Montederramo Birch Forest
This forest area is of great ecological importance and is part of the Natura 2000 network. It is one of Europe’s most southerly birch forests with Euro-Siberian vegetation.
The municipality of Montederramo is located where the Ribeira Sacra meets the Queixa-Manzaneda Massif. To the north of the municipality we can find the San Mamede mountains: the start of the vast Central Ourense Massif (Community Site of Interest). Very close by, we can find the Queixa and O Invernadeiro mountains (the latter being a National Park), in addition to Galicia’s only ski resort: Cabeza de Manzaneda.
The San Mamede mountains are home to the Montederramo Birch Forest, formed of birch tree species interspersed with holly, mountain ash, blueberry trees and, of course, brooms, oak trees and ferns. This is all alongside wild boar, deer, lizards and bats, sparrowhawks, eagles, owls and goshawks.

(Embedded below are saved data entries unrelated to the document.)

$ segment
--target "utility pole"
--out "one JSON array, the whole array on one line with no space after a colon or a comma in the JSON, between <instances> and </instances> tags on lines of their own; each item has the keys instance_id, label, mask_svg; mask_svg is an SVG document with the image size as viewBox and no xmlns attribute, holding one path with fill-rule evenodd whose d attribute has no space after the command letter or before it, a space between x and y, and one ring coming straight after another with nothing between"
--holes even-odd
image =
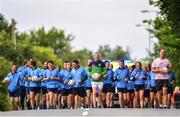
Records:
<instances>
[{"instance_id":1,"label":"utility pole","mask_svg":"<svg viewBox=\"0 0 180 117\"><path fill-rule=\"evenodd\" d=\"M12 34L12 40L14 43L14 49L16 50L16 21L14 19L11 20L11 34Z\"/></svg>"}]
</instances>

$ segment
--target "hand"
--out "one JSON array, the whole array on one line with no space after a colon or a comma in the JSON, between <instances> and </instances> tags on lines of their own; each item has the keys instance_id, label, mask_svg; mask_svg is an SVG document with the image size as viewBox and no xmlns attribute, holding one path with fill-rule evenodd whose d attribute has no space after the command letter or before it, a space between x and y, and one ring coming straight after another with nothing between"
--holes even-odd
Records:
<instances>
[{"instance_id":1,"label":"hand","mask_svg":"<svg viewBox=\"0 0 180 117\"><path fill-rule=\"evenodd\" d=\"M127 82L127 81L128 81L128 78L125 78L125 81Z\"/></svg>"},{"instance_id":2,"label":"hand","mask_svg":"<svg viewBox=\"0 0 180 117\"><path fill-rule=\"evenodd\" d=\"M139 77L139 74L137 74L137 75L135 76L136 79L138 79L138 77Z\"/></svg>"},{"instance_id":3,"label":"hand","mask_svg":"<svg viewBox=\"0 0 180 117\"><path fill-rule=\"evenodd\" d=\"M55 80L56 78L55 78L55 77L51 77L50 79L51 79L51 80Z\"/></svg>"},{"instance_id":4,"label":"hand","mask_svg":"<svg viewBox=\"0 0 180 117\"><path fill-rule=\"evenodd\" d=\"M145 75L142 75L142 78L146 78L146 76L145 76Z\"/></svg>"},{"instance_id":5,"label":"hand","mask_svg":"<svg viewBox=\"0 0 180 117\"><path fill-rule=\"evenodd\" d=\"M66 84L67 84L67 82L64 82L64 84L66 85Z\"/></svg>"},{"instance_id":6,"label":"hand","mask_svg":"<svg viewBox=\"0 0 180 117\"><path fill-rule=\"evenodd\" d=\"M32 77L27 77L27 80L32 81Z\"/></svg>"},{"instance_id":7,"label":"hand","mask_svg":"<svg viewBox=\"0 0 180 117\"><path fill-rule=\"evenodd\" d=\"M78 80L78 83L80 84L82 81L81 80Z\"/></svg>"}]
</instances>

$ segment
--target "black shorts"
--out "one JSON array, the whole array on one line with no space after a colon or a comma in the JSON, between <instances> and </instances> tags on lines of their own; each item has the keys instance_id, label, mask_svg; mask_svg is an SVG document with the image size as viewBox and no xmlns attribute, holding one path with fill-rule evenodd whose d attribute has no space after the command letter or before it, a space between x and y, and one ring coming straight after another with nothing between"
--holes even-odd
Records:
<instances>
[{"instance_id":1,"label":"black shorts","mask_svg":"<svg viewBox=\"0 0 180 117\"><path fill-rule=\"evenodd\" d=\"M163 87L168 87L169 80L155 80L157 91L162 90Z\"/></svg>"},{"instance_id":2,"label":"black shorts","mask_svg":"<svg viewBox=\"0 0 180 117\"><path fill-rule=\"evenodd\" d=\"M117 88L117 91L118 93L121 92L121 93L127 93L127 89L126 88Z\"/></svg>"},{"instance_id":3,"label":"black shorts","mask_svg":"<svg viewBox=\"0 0 180 117\"><path fill-rule=\"evenodd\" d=\"M173 87L172 86L168 86L168 94L173 94Z\"/></svg>"},{"instance_id":4,"label":"black shorts","mask_svg":"<svg viewBox=\"0 0 180 117\"><path fill-rule=\"evenodd\" d=\"M68 96L69 94L72 94L72 89L63 89L62 90L63 96Z\"/></svg>"},{"instance_id":5,"label":"black shorts","mask_svg":"<svg viewBox=\"0 0 180 117\"><path fill-rule=\"evenodd\" d=\"M35 94L40 93L41 91L40 87L29 87L29 89L30 89L30 92L34 92Z\"/></svg>"},{"instance_id":6,"label":"black shorts","mask_svg":"<svg viewBox=\"0 0 180 117\"><path fill-rule=\"evenodd\" d=\"M26 95L30 94L30 88L26 87Z\"/></svg>"},{"instance_id":7,"label":"black shorts","mask_svg":"<svg viewBox=\"0 0 180 117\"><path fill-rule=\"evenodd\" d=\"M19 89L13 92L9 91L9 97L19 97Z\"/></svg>"},{"instance_id":8,"label":"black shorts","mask_svg":"<svg viewBox=\"0 0 180 117\"><path fill-rule=\"evenodd\" d=\"M145 98L150 98L150 89L144 90L144 97Z\"/></svg>"},{"instance_id":9,"label":"black shorts","mask_svg":"<svg viewBox=\"0 0 180 117\"><path fill-rule=\"evenodd\" d=\"M62 94L62 89L58 89L58 94Z\"/></svg>"},{"instance_id":10,"label":"black shorts","mask_svg":"<svg viewBox=\"0 0 180 117\"><path fill-rule=\"evenodd\" d=\"M134 84L134 90L135 91L144 90L144 85L136 85L136 84Z\"/></svg>"},{"instance_id":11,"label":"black shorts","mask_svg":"<svg viewBox=\"0 0 180 117\"><path fill-rule=\"evenodd\" d=\"M150 91L154 92L154 93L157 93L156 87L150 87Z\"/></svg>"},{"instance_id":12,"label":"black shorts","mask_svg":"<svg viewBox=\"0 0 180 117\"><path fill-rule=\"evenodd\" d=\"M58 93L58 88L48 88L48 92Z\"/></svg>"},{"instance_id":13,"label":"black shorts","mask_svg":"<svg viewBox=\"0 0 180 117\"><path fill-rule=\"evenodd\" d=\"M108 92L113 93L112 84L104 84L104 85L103 85L102 92L103 92L103 93L108 93Z\"/></svg>"},{"instance_id":14,"label":"black shorts","mask_svg":"<svg viewBox=\"0 0 180 117\"><path fill-rule=\"evenodd\" d=\"M47 93L47 87L41 87L41 94L46 94Z\"/></svg>"},{"instance_id":15,"label":"black shorts","mask_svg":"<svg viewBox=\"0 0 180 117\"><path fill-rule=\"evenodd\" d=\"M91 90L92 92L92 87L85 87L85 90Z\"/></svg>"},{"instance_id":16,"label":"black shorts","mask_svg":"<svg viewBox=\"0 0 180 117\"><path fill-rule=\"evenodd\" d=\"M74 95L79 95L80 97L85 97L85 95L86 95L86 91L85 91L84 87L75 87L72 89L72 93Z\"/></svg>"},{"instance_id":17,"label":"black shorts","mask_svg":"<svg viewBox=\"0 0 180 117\"><path fill-rule=\"evenodd\" d=\"M132 90L127 90L128 93L134 93L134 89Z\"/></svg>"}]
</instances>

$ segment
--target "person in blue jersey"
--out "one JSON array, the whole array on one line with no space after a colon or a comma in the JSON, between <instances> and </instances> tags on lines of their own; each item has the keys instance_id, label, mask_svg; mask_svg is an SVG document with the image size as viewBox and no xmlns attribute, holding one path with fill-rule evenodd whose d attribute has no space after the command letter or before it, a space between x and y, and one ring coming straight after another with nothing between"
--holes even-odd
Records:
<instances>
[{"instance_id":1,"label":"person in blue jersey","mask_svg":"<svg viewBox=\"0 0 180 117\"><path fill-rule=\"evenodd\" d=\"M43 78L42 70L36 66L36 61L31 60L27 80L29 80L30 102L32 109L39 109L40 80Z\"/></svg>"},{"instance_id":2,"label":"person in blue jersey","mask_svg":"<svg viewBox=\"0 0 180 117\"><path fill-rule=\"evenodd\" d=\"M30 103L30 88L29 88L29 80L28 78L28 72L31 69L30 68L30 60L29 60L29 67L27 67L26 69L24 69L24 73L25 74L25 87L26 87L26 106L27 109L30 110L31 109L31 103Z\"/></svg>"},{"instance_id":3,"label":"person in blue jersey","mask_svg":"<svg viewBox=\"0 0 180 117\"><path fill-rule=\"evenodd\" d=\"M24 99L26 97L25 77L27 75L26 69L29 67L29 64L30 64L30 61L28 59L25 59L23 61L23 66L17 69L17 72L23 75L23 79L20 82L20 90L19 90L21 110L24 110Z\"/></svg>"},{"instance_id":4,"label":"person in blue jersey","mask_svg":"<svg viewBox=\"0 0 180 117\"><path fill-rule=\"evenodd\" d=\"M155 73L154 72L150 72L150 107L154 108L155 107L155 100L156 100L156 83L155 83Z\"/></svg>"},{"instance_id":5,"label":"person in blue jersey","mask_svg":"<svg viewBox=\"0 0 180 117\"><path fill-rule=\"evenodd\" d=\"M112 101L112 93L114 93L114 71L113 65L110 64L109 61L105 61L105 66L107 68L107 73L104 76L105 78L103 79L103 95L104 95L104 107L110 108L112 106L111 101ZM111 105L110 105L111 104Z\"/></svg>"},{"instance_id":6,"label":"person in blue jersey","mask_svg":"<svg viewBox=\"0 0 180 117\"><path fill-rule=\"evenodd\" d=\"M124 60L119 61L119 68L114 71L114 79L117 81L119 106L124 108L127 105L127 82L129 80L129 70L125 67Z\"/></svg>"},{"instance_id":7,"label":"person in blue jersey","mask_svg":"<svg viewBox=\"0 0 180 117\"><path fill-rule=\"evenodd\" d=\"M134 89L135 89L135 96L134 96L134 106L135 108L138 107L140 101L140 108L144 106L144 80L146 79L146 73L142 70L141 62L136 62L136 68L131 74L131 80L134 81Z\"/></svg>"},{"instance_id":8,"label":"person in blue jersey","mask_svg":"<svg viewBox=\"0 0 180 117\"><path fill-rule=\"evenodd\" d=\"M43 78L45 78L45 72L48 69L48 63L47 61L42 62L43 68L42 73L43 73ZM47 81L41 80L41 95L42 95L42 109L47 109L49 108L49 96L47 92Z\"/></svg>"},{"instance_id":9,"label":"person in blue jersey","mask_svg":"<svg viewBox=\"0 0 180 117\"><path fill-rule=\"evenodd\" d=\"M74 60L73 69L71 71L74 80L73 94L74 94L74 108L80 108L82 102L84 102L85 89L84 81L87 80L87 73L83 67L80 67L79 61Z\"/></svg>"},{"instance_id":10,"label":"person in blue jersey","mask_svg":"<svg viewBox=\"0 0 180 117\"><path fill-rule=\"evenodd\" d=\"M56 109L58 106L58 88L60 83L60 74L57 69L54 68L54 62L49 60L48 69L45 71L45 78L42 81L47 81L47 91L49 96L50 109Z\"/></svg>"},{"instance_id":11,"label":"person in blue jersey","mask_svg":"<svg viewBox=\"0 0 180 117\"><path fill-rule=\"evenodd\" d=\"M110 84L109 88L106 89L106 91L107 91L107 93L106 93L106 107L112 108L113 107L113 96L115 93L113 64L108 65L107 75L105 77L104 84Z\"/></svg>"},{"instance_id":12,"label":"person in blue jersey","mask_svg":"<svg viewBox=\"0 0 180 117\"><path fill-rule=\"evenodd\" d=\"M71 63L66 61L66 68L61 70L60 77L63 80L62 95L63 95L63 108L72 108L72 87L74 81L72 80Z\"/></svg>"},{"instance_id":13,"label":"person in blue jersey","mask_svg":"<svg viewBox=\"0 0 180 117\"><path fill-rule=\"evenodd\" d=\"M19 88L20 82L23 79L22 74L18 73L16 65L11 67L11 72L7 74L6 78L2 81L2 83L8 84L9 97L11 102L11 110L20 109L19 103Z\"/></svg>"},{"instance_id":14,"label":"person in blue jersey","mask_svg":"<svg viewBox=\"0 0 180 117\"><path fill-rule=\"evenodd\" d=\"M60 65L56 65L55 67L59 74L60 74L60 71L61 71L61 66ZM62 78L60 77L59 79L59 86L58 86L58 109L61 108L61 98L62 98Z\"/></svg>"},{"instance_id":15,"label":"person in blue jersey","mask_svg":"<svg viewBox=\"0 0 180 117\"><path fill-rule=\"evenodd\" d=\"M86 95L85 95L85 99L86 99L86 107L90 108L92 107L92 84L91 84L91 76L88 73L87 69L87 80L85 81L85 89L86 89Z\"/></svg>"},{"instance_id":16,"label":"person in blue jersey","mask_svg":"<svg viewBox=\"0 0 180 117\"><path fill-rule=\"evenodd\" d=\"M168 108L170 108L171 106L171 97L173 95L173 83L175 81L175 75L174 72L170 71L168 73L168 79L169 79L169 83L168 83Z\"/></svg>"},{"instance_id":17,"label":"person in blue jersey","mask_svg":"<svg viewBox=\"0 0 180 117\"><path fill-rule=\"evenodd\" d=\"M147 67L143 68L145 74L146 74L146 79L144 80L144 107L149 108L150 107L150 70Z\"/></svg>"},{"instance_id":18,"label":"person in blue jersey","mask_svg":"<svg viewBox=\"0 0 180 117\"><path fill-rule=\"evenodd\" d=\"M135 66L129 66L129 74L131 75ZM128 80L127 83L127 106L133 108L134 99L134 81Z\"/></svg>"}]
</instances>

Birch trees were numerous because their wood was so useful. This material has traditionally been used across the region for woodwork and carpentry, such as clog-making (most famously in Vilariño Frío) or producing farming instruments.
This forest also has a dark side, as it was the werewolf Romasanta’s preferred location for carrying out many of his murders.
Manuel Blanco Romasanta, popularly known as “O do Unto” (The Lard Man), confessed in the late 19th century to becoming a werewolf whenever there was a full moon, because of a curse. This gave rise to legends such as the “Home do Saco” or the “Sacamantecas” and the memory of this werewolf - roaming through the birch forest under a full moon - lives on. This is Spain’s only documented case of a werewolf.
A certified hiking route is available: PR-G 182 or the Gabin Birch Forest Route. We particularly recommend this route in autumn, when the foliage of these trees are tinted shades of ochre and red.